# Rudiments de Dynamique Holomorphe

Share this page
*François Berteloot; Volker Mayer*

A publication of the Société Mathématique de France

This book is an introduction to rational iteration theory. In the first four
chapters, the authors deal with the classical theory. The basic properties of
the Julia set and its complement, the Fatou set, are presented; the highest
points of the treatment are the classification of the components of the Fatou
set and Sullivan's non-wandering theorem.
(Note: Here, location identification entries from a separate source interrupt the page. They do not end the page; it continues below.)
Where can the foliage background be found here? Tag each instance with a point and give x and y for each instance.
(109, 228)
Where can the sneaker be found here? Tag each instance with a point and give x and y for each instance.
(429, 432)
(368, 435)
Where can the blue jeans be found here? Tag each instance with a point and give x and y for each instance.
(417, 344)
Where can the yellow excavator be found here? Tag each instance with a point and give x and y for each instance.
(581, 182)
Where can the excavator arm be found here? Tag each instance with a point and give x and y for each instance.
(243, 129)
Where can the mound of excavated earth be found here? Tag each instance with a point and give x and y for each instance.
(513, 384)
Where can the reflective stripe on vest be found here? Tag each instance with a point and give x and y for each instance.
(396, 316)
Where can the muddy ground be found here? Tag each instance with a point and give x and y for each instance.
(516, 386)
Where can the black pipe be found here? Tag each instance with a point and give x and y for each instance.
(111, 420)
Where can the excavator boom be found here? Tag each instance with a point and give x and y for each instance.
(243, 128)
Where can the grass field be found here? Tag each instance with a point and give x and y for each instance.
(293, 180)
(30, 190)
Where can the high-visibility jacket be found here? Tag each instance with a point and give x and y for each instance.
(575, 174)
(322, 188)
The second part of the book studies several topics in more detail. The authors
begin by considering at length two classes of rational maps: the chaotic maps
and the hyperbolic maps. In the closing chapters, they include respectively a
study of holomorphic families of rational maps with a view to discussing
Fatou's famous problem concerning the density of hyperbolic maps and an
exposition of the methods of potential theory, touching on questions of
ergodicity, which may serve as a preparation for generalizations in higher
dimensions.

A number of the developments treated here appear for the first time in book
form. Several original proofs are presented.

A publication of the Société Mathématique de France, Marseilles (SMF), distributed by the AMS in the U.S., Canada, and Mexico. Orders from other countries should be sent to the SMF. Members of the SMF receive a 30% discount from list.

#### Readership

Graduate students and research mathematicians interested in dynamical systems and ergodic theory.